M. Fordham beschäftigt sich vor allem mit dem kindlichen Spiel und der Rolle des Spielens in der Kindertherapie. Er geht davon aus, dass das kindliche Ich im Spiel in die Nähe des > Selbst und zugleich der Welt gerät und zur Entfaltung des Selbst beiträgt: Für Fordham beruht kindliches Spiel auch auf Angst und sei für das Kind ein Mittel, diese zu bewältigen. Dem Kind müsse die Möglichkeit gegeben werden, im Spiel Gefühle von Allmacht zu erleben und auszudrücken, was im schöpferischem Spiel mit grundlegenden Materialien wie Wasser, Sand, Ton etc. möglich sei. Diese Spiele können autistisch oder autoerotisch werden d. h, dass das Kind die Befriedigungen, die mit dem Spiel verbunden sind, für sich allein erlebt und nicht auf die Anerkennung seiner Bezugsperson angewiesen ist. Dabei entstehen oft Symbole. Grundsätzlich verlange schöpferisches Spiel jedoch Anerkennung durch Eltern und Bezugspersonen. Fordham sieht das Spiel als Mittel bedeutungsvoller Kommunikation im therapeutischen Prozess mit Kindern. Anstatt zu sprechen spielt das Kind und drückt auf diese Weise seine inneren Konflikte aus. Es gehört zum Spiel als Verständigungsmittel, dass andere Menschen ins Spiel einbezogen werden, wobei das Kind sie beauftragt, bestimmte Rollen zu übernehmen, die meist Aspekte seines Selbst darstellen. Später wird ein wechselseitiger Austausch möglich. Das Kind lernt Kompromisse einzugehen, das Spiel bekommt dann einen sozialen Charakter (vgl. Fordham 1974, S. 22).

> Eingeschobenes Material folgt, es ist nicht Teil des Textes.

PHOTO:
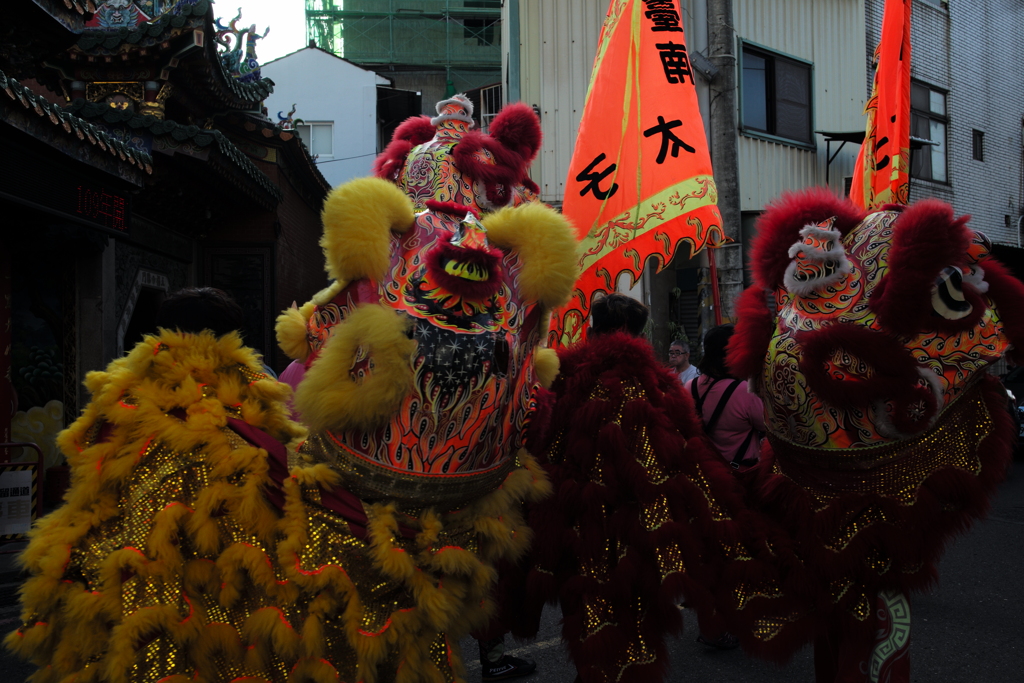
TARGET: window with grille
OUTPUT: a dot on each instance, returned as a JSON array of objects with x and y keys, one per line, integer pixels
[
  {"x": 978, "y": 145},
  {"x": 776, "y": 95},
  {"x": 928, "y": 121},
  {"x": 318, "y": 136}
]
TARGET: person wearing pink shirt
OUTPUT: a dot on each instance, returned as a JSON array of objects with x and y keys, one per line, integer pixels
[{"x": 732, "y": 416}]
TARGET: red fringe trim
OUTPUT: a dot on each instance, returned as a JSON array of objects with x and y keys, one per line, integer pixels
[
  {"x": 912, "y": 539},
  {"x": 926, "y": 239},
  {"x": 779, "y": 226},
  {"x": 749, "y": 344}
]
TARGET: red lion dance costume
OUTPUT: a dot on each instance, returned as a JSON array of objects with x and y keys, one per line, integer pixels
[{"x": 868, "y": 338}]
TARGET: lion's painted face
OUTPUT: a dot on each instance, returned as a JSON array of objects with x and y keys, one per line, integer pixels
[
  {"x": 473, "y": 381},
  {"x": 879, "y": 330}
]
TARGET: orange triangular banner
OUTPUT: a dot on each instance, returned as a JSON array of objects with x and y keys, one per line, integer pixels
[
  {"x": 882, "y": 174},
  {"x": 640, "y": 181}
]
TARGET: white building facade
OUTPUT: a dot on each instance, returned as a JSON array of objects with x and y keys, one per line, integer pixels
[{"x": 335, "y": 110}]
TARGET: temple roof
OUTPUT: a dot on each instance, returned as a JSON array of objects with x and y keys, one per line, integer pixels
[
  {"x": 70, "y": 124},
  {"x": 184, "y": 15},
  {"x": 209, "y": 138}
]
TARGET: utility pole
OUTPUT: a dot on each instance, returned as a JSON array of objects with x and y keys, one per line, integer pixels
[{"x": 725, "y": 160}]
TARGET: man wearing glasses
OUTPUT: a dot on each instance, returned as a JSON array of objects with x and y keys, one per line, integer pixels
[{"x": 679, "y": 360}]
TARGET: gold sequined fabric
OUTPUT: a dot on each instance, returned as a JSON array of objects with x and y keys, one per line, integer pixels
[
  {"x": 159, "y": 563},
  {"x": 896, "y": 470},
  {"x": 637, "y": 518},
  {"x": 168, "y": 563},
  {"x": 373, "y": 480}
]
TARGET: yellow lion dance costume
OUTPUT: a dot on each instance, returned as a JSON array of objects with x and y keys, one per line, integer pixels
[{"x": 186, "y": 550}]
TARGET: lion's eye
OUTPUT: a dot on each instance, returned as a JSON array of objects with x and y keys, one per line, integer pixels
[{"x": 947, "y": 295}]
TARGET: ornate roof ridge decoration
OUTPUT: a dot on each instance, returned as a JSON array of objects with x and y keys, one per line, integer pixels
[
  {"x": 185, "y": 14},
  {"x": 289, "y": 136},
  {"x": 82, "y": 6},
  {"x": 74, "y": 124},
  {"x": 179, "y": 132}
]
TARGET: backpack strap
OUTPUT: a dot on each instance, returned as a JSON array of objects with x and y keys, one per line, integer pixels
[
  {"x": 723, "y": 401},
  {"x": 737, "y": 460}
]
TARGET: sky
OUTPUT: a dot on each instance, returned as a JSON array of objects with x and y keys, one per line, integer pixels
[{"x": 287, "y": 19}]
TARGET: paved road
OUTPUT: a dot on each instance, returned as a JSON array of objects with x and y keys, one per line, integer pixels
[{"x": 969, "y": 630}]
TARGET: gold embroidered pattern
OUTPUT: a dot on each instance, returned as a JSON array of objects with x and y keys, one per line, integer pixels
[
  {"x": 670, "y": 560},
  {"x": 655, "y": 514},
  {"x": 743, "y": 593},
  {"x": 895, "y": 470},
  {"x": 597, "y": 614}
]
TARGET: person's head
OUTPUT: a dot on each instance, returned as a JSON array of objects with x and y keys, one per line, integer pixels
[
  {"x": 197, "y": 308},
  {"x": 679, "y": 354},
  {"x": 713, "y": 363},
  {"x": 617, "y": 312}
]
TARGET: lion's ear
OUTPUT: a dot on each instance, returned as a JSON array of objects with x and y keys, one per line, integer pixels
[
  {"x": 546, "y": 244},
  {"x": 291, "y": 331},
  {"x": 361, "y": 375},
  {"x": 358, "y": 218}
]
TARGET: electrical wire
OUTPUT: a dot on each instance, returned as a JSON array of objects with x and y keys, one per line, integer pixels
[{"x": 372, "y": 154}]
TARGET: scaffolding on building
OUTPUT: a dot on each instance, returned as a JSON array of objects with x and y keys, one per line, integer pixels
[{"x": 460, "y": 37}]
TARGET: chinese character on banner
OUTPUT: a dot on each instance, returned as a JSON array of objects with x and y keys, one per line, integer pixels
[
  {"x": 640, "y": 181},
  {"x": 882, "y": 174}
]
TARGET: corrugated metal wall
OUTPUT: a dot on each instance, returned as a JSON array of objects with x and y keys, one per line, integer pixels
[
  {"x": 830, "y": 35},
  {"x": 556, "y": 54}
]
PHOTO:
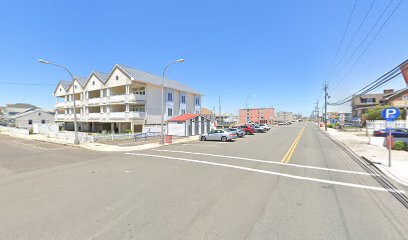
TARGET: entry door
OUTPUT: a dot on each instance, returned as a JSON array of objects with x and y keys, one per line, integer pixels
[{"x": 190, "y": 129}]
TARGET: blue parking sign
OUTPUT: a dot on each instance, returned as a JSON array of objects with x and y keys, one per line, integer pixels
[{"x": 390, "y": 114}]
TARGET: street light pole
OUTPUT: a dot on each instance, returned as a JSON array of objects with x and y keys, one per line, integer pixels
[
  {"x": 76, "y": 140},
  {"x": 162, "y": 105}
]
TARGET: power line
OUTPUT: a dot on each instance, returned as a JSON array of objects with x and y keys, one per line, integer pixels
[
  {"x": 343, "y": 36},
  {"x": 356, "y": 33},
  {"x": 27, "y": 84},
  {"x": 385, "y": 78},
  {"x": 371, "y": 42},
  {"x": 368, "y": 34}
]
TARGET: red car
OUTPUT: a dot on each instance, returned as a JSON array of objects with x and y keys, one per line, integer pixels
[{"x": 248, "y": 129}]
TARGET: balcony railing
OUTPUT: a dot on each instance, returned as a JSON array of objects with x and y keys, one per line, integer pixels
[
  {"x": 94, "y": 101},
  {"x": 136, "y": 97},
  {"x": 104, "y": 117}
]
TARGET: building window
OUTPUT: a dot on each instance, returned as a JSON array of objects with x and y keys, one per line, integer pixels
[{"x": 368, "y": 100}]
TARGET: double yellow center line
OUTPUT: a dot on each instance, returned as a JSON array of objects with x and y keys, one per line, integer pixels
[{"x": 289, "y": 154}]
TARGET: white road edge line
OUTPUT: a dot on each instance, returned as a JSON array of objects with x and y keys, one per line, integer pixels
[
  {"x": 34, "y": 146},
  {"x": 274, "y": 173},
  {"x": 269, "y": 162}
]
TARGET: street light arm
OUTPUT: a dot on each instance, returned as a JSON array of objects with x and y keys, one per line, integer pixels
[{"x": 66, "y": 69}]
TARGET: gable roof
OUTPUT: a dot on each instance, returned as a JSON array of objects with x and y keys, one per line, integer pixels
[
  {"x": 146, "y": 77},
  {"x": 185, "y": 117},
  {"x": 65, "y": 84},
  {"x": 20, "y": 105},
  {"x": 31, "y": 111},
  {"x": 99, "y": 75},
  {"x": 81, "y": 80},
  {"x": 102, "y": 76}
]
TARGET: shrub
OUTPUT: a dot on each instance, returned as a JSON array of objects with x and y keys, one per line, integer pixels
[{"x": 400, "y": 145}]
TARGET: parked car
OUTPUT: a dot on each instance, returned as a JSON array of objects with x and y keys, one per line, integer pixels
[
  {"x": 218, "y": 135},
  {"x": 265, "y": 126},
  {"x": 248, "y": 129},
  {"x": 259, "y": 129},
  {"x": 237, "y": 131},
  {"x": 395, "y": 132}
]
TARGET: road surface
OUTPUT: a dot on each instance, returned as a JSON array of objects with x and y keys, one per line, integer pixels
[{"x": 290, "y": 183}]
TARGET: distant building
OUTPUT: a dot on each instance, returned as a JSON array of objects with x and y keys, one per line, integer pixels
[
  {"x": 257, "y": 115},
  {"x": 361, "y": 104},
  {"x": 284, "y": 117},
  {"x": 398, "y": 99},
  {"x": 28, "y": 118},
  {"x": 227, "y": 119}
]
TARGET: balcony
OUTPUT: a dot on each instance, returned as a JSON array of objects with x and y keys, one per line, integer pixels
[
  {"x": 94, "y": 116},
  {"x": 136, "y": 98},
  {"x": 94, "y": 101},
  {"x": 60, "y": 104},
  {"x": 117, "y": 115},
  {"x": 137, "y": 115},
  {"x": 117, "y": 98}
]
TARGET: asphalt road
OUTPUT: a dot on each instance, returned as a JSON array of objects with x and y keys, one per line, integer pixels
[{"x": 289, "y": 183}]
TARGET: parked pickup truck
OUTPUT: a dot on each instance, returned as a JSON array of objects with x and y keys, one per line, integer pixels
[{"x": 249, "y": 130}]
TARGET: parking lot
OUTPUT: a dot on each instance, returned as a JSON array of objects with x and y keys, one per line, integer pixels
[{"x": 259, "y": 187}]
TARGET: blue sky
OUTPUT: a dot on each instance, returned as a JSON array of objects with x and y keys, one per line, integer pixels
[{"x": 282, "y": 51}]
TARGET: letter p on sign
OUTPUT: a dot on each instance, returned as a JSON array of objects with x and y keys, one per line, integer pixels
[{"x": 390, "y": 114}]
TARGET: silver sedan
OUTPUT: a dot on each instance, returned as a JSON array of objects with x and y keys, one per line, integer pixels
[{"x": 218, "y": 135}]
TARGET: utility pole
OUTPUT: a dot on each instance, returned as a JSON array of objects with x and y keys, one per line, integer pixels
[
  {"x": 325, "y": 105},
  {"x": 219, "y": 110},
  {"x": 317, "y": 112}
]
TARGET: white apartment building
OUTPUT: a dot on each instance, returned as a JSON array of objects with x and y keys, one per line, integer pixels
[{"x": 126, "y": 99}]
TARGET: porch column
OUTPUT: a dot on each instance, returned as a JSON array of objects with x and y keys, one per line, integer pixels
[{"x": 113, "y": 127}]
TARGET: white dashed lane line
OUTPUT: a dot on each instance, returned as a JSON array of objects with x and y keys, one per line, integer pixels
[
  {"x": 273, "y": 173},
  {"x": 268, "y": 162}
]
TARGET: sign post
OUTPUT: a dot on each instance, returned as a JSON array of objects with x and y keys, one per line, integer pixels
[{"x": 390, "y": 114}]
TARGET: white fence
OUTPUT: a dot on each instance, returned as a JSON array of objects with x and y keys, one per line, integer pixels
[
  {"x": 45, "y": 128},
  {"x": 373, "y": 125},
  {"x": 12, "y": 130}
]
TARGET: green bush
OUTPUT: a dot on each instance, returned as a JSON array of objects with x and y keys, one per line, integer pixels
[{"x": 400, "y": 145}]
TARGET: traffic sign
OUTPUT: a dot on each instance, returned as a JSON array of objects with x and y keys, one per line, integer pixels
[{"x": 390, "y": 114}]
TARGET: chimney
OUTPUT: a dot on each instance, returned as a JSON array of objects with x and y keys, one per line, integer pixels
[{"x": 388, "y": 91}]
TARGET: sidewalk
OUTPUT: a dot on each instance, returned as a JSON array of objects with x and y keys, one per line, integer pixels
[
  {"x": 97, "y": 146},
  {"x": 357, "y": 142}
]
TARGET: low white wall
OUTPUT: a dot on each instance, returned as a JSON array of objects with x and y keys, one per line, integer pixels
[{"x": 381, "y": 141}]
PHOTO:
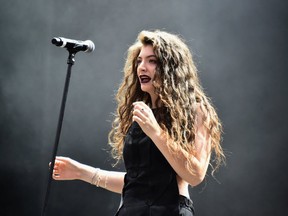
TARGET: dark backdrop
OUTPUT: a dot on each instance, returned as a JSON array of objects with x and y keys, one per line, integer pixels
[{"x": 241, "y": 51}]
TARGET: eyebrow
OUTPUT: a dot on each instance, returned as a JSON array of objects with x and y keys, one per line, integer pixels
[{"x": 149, "y": 56}]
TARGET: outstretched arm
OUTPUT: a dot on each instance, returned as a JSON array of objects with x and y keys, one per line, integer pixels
[{"x": 68, "y": 169}]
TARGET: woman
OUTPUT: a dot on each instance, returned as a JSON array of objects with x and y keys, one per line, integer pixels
[{"x": 165, "y": 129}]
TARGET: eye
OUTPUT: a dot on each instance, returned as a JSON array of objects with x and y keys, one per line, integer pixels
[
  {"x": 153, "y": 61},
  {"x": 138, "y": 61}
]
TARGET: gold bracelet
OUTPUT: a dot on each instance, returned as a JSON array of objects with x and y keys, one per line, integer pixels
[
  {"x": 106, "y": 178},
  {"x": 97, "y": 183},
  {"x": 95, "y": 176}
]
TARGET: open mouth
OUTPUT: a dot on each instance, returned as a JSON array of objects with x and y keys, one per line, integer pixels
[{"x": 144, "y": 78}]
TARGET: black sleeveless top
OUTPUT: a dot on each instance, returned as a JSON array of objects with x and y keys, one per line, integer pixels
[{"x": 150, "y": 185}]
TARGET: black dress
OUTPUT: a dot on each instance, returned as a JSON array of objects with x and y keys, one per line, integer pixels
[{"x": 150, "y": 185}]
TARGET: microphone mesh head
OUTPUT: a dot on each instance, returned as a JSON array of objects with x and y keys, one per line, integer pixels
[{"x": 90, "y": 46}]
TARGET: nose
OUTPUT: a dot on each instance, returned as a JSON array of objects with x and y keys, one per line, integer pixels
[{"x": 142, "y": 66}]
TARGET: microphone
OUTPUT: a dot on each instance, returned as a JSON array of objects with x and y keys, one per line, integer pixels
[{"x": 74, "y": 45}]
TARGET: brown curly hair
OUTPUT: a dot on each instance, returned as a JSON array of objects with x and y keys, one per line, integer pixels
[{"x": 179, "y": 92}]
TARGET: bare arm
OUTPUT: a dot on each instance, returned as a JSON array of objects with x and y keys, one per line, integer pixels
[
  {"x": 68, "y": 169},
  {"x": 200, "y": 162}
]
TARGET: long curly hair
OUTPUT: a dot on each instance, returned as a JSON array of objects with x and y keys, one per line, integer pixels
[{"x": 179, "y": 92}]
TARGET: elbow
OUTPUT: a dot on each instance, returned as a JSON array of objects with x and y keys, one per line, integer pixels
[{"x": 197, "y": 178}]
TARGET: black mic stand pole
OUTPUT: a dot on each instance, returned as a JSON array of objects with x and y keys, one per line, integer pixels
[{"x": 70, "y": 62}]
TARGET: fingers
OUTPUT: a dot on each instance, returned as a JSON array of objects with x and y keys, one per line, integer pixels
[{"x": 141, "y": 110}]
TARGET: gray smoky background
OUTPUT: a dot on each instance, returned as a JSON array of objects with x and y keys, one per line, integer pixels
[{"x": 240, "y": 48}]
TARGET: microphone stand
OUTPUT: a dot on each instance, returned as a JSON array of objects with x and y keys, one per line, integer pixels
[{"x": 70, "y": 62}]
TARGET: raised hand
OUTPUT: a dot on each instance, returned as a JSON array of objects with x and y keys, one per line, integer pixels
[{"x": 144, "y": 116}]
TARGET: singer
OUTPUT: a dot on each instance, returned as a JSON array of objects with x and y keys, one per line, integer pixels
[{"x": 166, "y": 130}]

D. Winnicott (1971) hält Spielen ebenfalls für eine Form der Kommunikation in der Psychotherapie und hat sich wesentlich mit Entstehung und Bedeutung des Spiels in der frühen Kindheit beschäftigt. Er sieht Spielen als eine der frühesten Betätigungen des Säuglings, die sich aufgrund von Sicherheit und Vertrauen in einer ausreichend guten und tragfähigen Mutter-Kind-Beziehung entwickelt. Er führt in seinem Konzept des Spielens den Begriff des 3. Bereichs ein, des intermediären, potenziellen Raums, auch Spannungsbereich genannt ("potential space“), welcher beim Spielen zwischen Mutter und Kleinkind entsteht und in dem erste Erfahrungen zwischen "Ich" und "Nicht-Ich" für das Kind erlebbar werden. Wesentlich ist nach Winnicott für das Kind im Spiel u. a. die Erfahrung des Alleinseins in Gegenwart eines anderen. Kinder dazu zu bringen, dass sie spielen können, ist nach Winnicotts Vorstellung bereits Psychotherapie. Spielen ist auch für ihn "das Universale", ermöglicht Reifung und Gesundheit.

Literatur: Ammann, R. (2001): Das Sandspiel - Der schöpferische Weg der Persönlichkeitsentwicklung; Rosetti-Gsell, V. (1998): Spielen, Sprache der kindlichen Seele; Winnicott, D. W. (1971): Vom Spiel zur Kreativität; Zulliger, H. (1952): Heilende Kräfte im kindlichen Spiel.